All these novelties instead of the ash-blue opal that Balducci had seen there other times: a stone with two faces, recto and verso, and also very good-looking, he explained to Ingravallo, but ... A sublunar stone, an elegiac stone, with soft, suffused milkiness as in a Nordic sky
(nuits de Saint Petersbourg)
or perhaps of silica paste, set and frozen slowly in the cold light, in the twilight dawn of the 60th parallel. On one side was carved the monogram R.V., Rutilio Valdarena: the other side was smooth. The name of the grandfather, the archetype of all the Valdarenas: who, as a kid, had been blond: a reddish blond, they used to say. When the grandfather died, the chain (with the fob) had gone to Uncle Peppe, on whose waistcoat of black velvet with yellow dots it had hung for a few months, on Sundays and Holy Days of Obligation. Her grandfather had meant it to go to Liliana, of course: to little Liliana: from her Grandad Rutilio: who, however, had temporarily left it to Uncle Peppe, in a kind of equitable trusteeship. And, when it came to Uncle Peppe the opal fob with the benign and beneficent warmth of all fobs and charms and coral horns, but with the sinister cancer-promoting aptitudes which
ab aeterno
had dwelt in the noble and melancholy frigidity of that gem. Seven and a half months after the grandfather's death, the uncle had not been able to evade his obligation, so nicely opaline, to transfer to Liliana the ownership of the gold chain, in accordance with the paternal will: with that toy attached to it. Because it was then, Balducci declared grimly, that the uncle had become unforgettable.

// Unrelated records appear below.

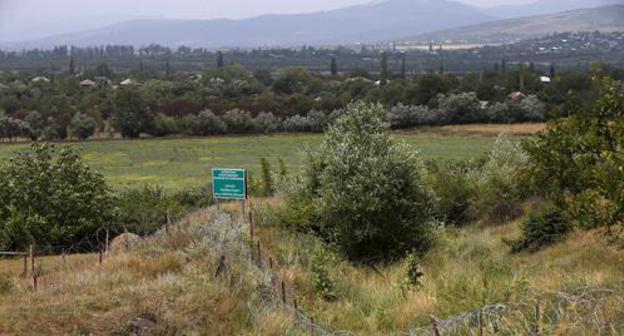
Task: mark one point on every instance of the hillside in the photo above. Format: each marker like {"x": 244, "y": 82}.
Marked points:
{"x": 603, "y": 19}
{"x": 377, "y": 21}
{"x": 542, "y": 7}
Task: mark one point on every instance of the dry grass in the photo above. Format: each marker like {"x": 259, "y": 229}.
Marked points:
{"x": 166, "y": 285}
{"x": 480, "y": 130}
{"x": 169, "y": 282}
{"x": 471, "y": 268}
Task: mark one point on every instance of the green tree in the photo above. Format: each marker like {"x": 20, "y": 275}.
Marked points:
{"x": 368, "y": 189}
{"x": 131, "y": 114}
{"x": 83, "y": 126}
{"x": 50, "y": 197}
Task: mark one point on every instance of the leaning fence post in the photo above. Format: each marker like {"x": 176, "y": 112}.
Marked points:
{"x": 25, "y": 273}
{"x": 434, "y": 326}
{"x": 538, "y": 318}
{"x": 283, "y": 292}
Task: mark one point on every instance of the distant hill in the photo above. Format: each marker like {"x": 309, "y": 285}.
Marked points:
{"x": 376, "y": 21}
{"x": 542, "y": 7}
{"x": 604, "y": 19}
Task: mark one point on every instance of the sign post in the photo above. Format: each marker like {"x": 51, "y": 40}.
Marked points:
{"x": 230, "y": 184}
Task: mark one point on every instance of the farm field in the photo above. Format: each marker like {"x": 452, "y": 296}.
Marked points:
{"x": 175, "y": 164}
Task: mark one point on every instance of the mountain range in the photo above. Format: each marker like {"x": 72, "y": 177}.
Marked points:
{"x": 605, "y": 19}
{"x": 377, "y": 21}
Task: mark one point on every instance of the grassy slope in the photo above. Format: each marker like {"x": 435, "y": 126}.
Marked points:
{"x": 179, "y": 163}
{"x": 470, "y": 269}
{"x": 169, "y": 280}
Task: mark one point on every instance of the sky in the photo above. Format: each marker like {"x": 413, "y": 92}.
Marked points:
{"x": 26, "y": 19}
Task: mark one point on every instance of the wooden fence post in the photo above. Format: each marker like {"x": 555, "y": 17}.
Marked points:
{"x": 434, "y": 326}
{"x": 32, "y": 260}
{"x": 538, "y": 318}
{"x": 220, "y": 266}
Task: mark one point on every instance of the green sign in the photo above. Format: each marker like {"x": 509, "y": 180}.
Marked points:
{"x": 229, "y": 183}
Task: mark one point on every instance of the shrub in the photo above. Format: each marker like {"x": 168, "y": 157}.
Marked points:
{"x": 411, "y": 278}
{"x": 238, "y": 121}
{"x": 266, "y": 123}
{"x": 368, "y": 190}
{"x": 500, "y": 182}
{"x": 460, "y": 108}
{"x": 49, "y": 198}
{"x": 317, "y": 121}
{"x": 541, "y": 229}
{"x": 323, "y": 285}
{"x": 267, "y": 179}
{"x": 454, "y": 191}
{"x": 297, "y": 123}
{"x": 209, "y": 124}
{"x": 163, "y": 125}
{"x": 82, "y": 126}
{"x": 6, "y": 284}
{"x": 405, "y": 116}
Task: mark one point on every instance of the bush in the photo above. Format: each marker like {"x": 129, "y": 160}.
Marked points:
{"x": 238, "y": 121}
{"x": 460, "y": 108}
{"x": 297, "y": 123}
{"x": 454, "y": 191}
{"x": 413, "y": 273}
{"x": 405, "y": 116}
{"x": 51, "y": 198}
{"x": 266, "y": 123}
{"x": 163, "y": 125}
{"x": 323, "y": 285}
{"x": 541, "y": 229}
{"x": 82, "y": 126}
{"x": 500, "y": 183}
{"x": 209, "y": 124}
{"x": 368, "y": 190}
{"x": 317, "y": 121}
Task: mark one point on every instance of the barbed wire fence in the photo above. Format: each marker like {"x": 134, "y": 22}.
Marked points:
{"x": 534, "y": 313}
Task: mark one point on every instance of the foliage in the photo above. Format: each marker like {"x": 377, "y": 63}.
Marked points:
{"x": 413, "y": 273}
{"x": 238, "y": 121}
{"x": 209, "y": 123}
{"x": 368, "y": 190}
{"x": 541, "y": 229}
{"x": 83, "y": 126}
{"x": 323, "y": 284}
{"x": 266, "y": 123}
{"x": 50, "y": 197}
{"x": 454, "y": 189}
{"x": 578, "y": 162}
{"x": 267, "y": 179}
{"x": 131, "y": 116}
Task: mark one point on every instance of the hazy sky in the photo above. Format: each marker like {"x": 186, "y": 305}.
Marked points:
{"x": 24, "y": 19}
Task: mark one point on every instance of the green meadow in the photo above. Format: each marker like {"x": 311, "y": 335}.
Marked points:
{"x": 179, "y": 163}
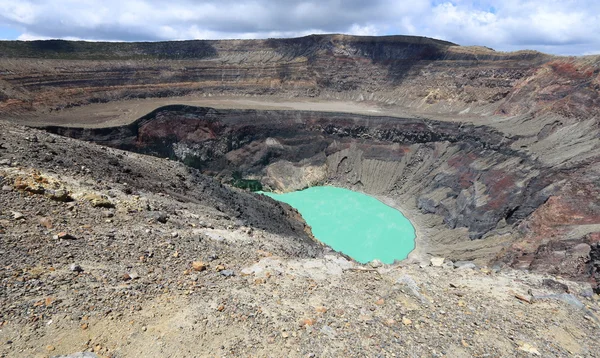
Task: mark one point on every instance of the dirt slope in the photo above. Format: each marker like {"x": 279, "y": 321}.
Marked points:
{"x": 171, "y": 270}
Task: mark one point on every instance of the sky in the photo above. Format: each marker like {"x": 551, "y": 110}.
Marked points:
{"x": 565, "y": 27}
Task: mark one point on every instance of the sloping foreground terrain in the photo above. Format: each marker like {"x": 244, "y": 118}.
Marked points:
{"x": 493, "y": 156}
{"x": 127, "y": 255}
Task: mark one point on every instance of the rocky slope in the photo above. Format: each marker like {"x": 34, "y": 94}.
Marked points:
{"x": 468, "y": 190}
{"x": 493, "y": 156}
{"x": 122, "y": 255}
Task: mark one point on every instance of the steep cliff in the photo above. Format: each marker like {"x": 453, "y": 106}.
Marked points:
{"x": 494, "y": 155}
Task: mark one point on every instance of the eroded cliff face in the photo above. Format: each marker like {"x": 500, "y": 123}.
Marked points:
{"x": 505, "y": 169}
{"x": 472, "y": 194}
{"x": 426, "y": 74}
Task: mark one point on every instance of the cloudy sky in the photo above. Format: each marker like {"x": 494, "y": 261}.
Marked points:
{"x": 568, "y": 27}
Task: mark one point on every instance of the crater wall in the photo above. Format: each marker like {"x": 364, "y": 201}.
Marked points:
{"x": 470, "y": 194}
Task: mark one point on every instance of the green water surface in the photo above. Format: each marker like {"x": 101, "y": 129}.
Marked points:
{"x": 356, "y": 224}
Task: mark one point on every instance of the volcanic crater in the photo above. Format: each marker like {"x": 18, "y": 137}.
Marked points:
{"x": 494, "y": 157}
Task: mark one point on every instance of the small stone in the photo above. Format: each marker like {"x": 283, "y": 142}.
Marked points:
{"x": 159, "y": 216}
{"x": 465, "y": 265}
{"x": 134, "y": 275}
{"x": 17, "y": 215}
{"x": 526, "y": 347}
{"x": 522, "y": 298}
{"x": 46, "y": 222}
{"x": 555, "y": 285}
{"x": 321, "y": 309}
{"x": 227, "y": 273}
{"x": 219, "y": 268}
{"x": 199, "y": 266}
{"x": 99, "y": 202}
{"x": 64, "y": 236}
{"x": 307, "y": 322}
{"x": 437, "y": 261}
{"x": 376, "y": 263}
{"x": 59, "y": 195}
{"x": 76, "y": 268}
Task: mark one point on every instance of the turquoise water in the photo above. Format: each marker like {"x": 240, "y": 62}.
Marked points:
{"x": 356, "y": 224}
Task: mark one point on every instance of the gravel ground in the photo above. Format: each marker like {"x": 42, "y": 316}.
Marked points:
{"x": 125, "y": 255}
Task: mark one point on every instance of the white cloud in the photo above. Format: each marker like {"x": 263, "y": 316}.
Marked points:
{"x": 564, "y": 27}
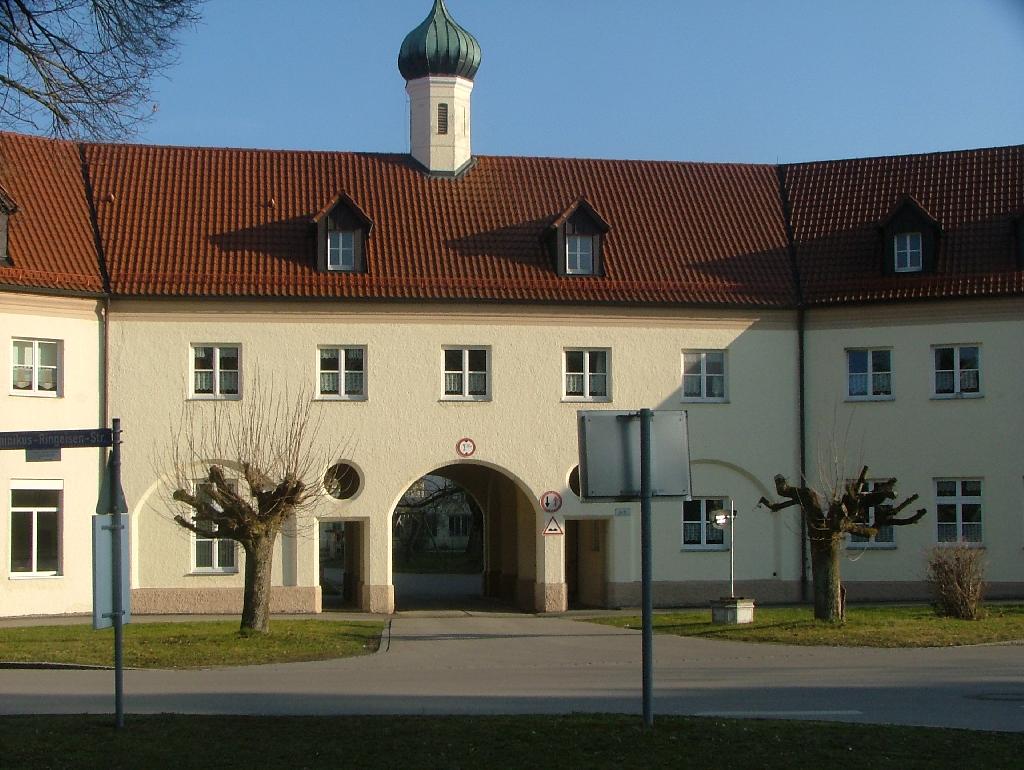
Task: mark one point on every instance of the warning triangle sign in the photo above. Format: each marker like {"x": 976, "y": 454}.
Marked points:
{"x": 552, "y": 527}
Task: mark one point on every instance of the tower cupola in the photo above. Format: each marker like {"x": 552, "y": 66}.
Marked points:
{"x": 438, "y": 60}
{"x": 439, "y": 46}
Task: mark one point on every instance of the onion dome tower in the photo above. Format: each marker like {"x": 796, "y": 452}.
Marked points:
{"x": 438, "y": 60}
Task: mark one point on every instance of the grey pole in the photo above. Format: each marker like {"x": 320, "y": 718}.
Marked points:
{"x": 732, "y": 550}
{"x": 117, "y": 527}
{"x": 646, "y": 569}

"Poor, dear Uncle Peppe!" the survivors wept. Balducci could see his features again in the remembering mirror of his heart, as husband of the niece. Allocated there, in his big chair, amid a souffle of cushions, surrounded by his relations who hung from his lips; two fine, gray walrus-mustachios, and two large, yellow horse-teeth orchestrated his sad smile, the good yellowing smile of the "gentleman of the old school," former, distinguished client of the Baths of Chianciano. While in that posture so abandoned to the opinions of Doctor Beccari, and with that slightly Mongoloid tinge in his mustache and his cheeks, he celebrated within his immediate family the great virtues of the same and all the Valdarena clan in general, the bluish fob of the Lord's day used to rest on his black waistcoat on an axis with his liver and duodenum. Titillated by the thin, waxy fingers of the trustee, the gem covered both organs, duodenum as well as liver: alternating from one to the other a bit, perhaps: like a girl who is keeping at bay two swains at the same time. It was, to be precise, of cancer of the liver, supplemented by a similar affliction of the duodenum, that the bearer of the opal found himself forced to succumb.
O powerful emanation of the doubly ill-starred bioxide! to the damnation of the abdominal tract, by God! and half the tripes of Peppe! Witness-bearing presence of an invisible light, it was the son, that reverse talisman, of the un-imitated elegy; a standard-bearer of the distant September dawn, page to the milky-blue reticence of the Polar semester. Worthy, in its nobility, to have bejeweled the finger of a count of the palace, who had fallen asleep at Roncesvalles, with seven windows in his heart: or of a viscount, suddenly gone pale in the September prisons. Bearer of a double curse, Ingravallo conjectured, given its double face. The double evil eye must come from the bioxide. The combined duodenum-liver cancer is one of those double numbers that the cancer lottery rarely comes out with, from the modern cancerological cabala: whether in Europe or abroad.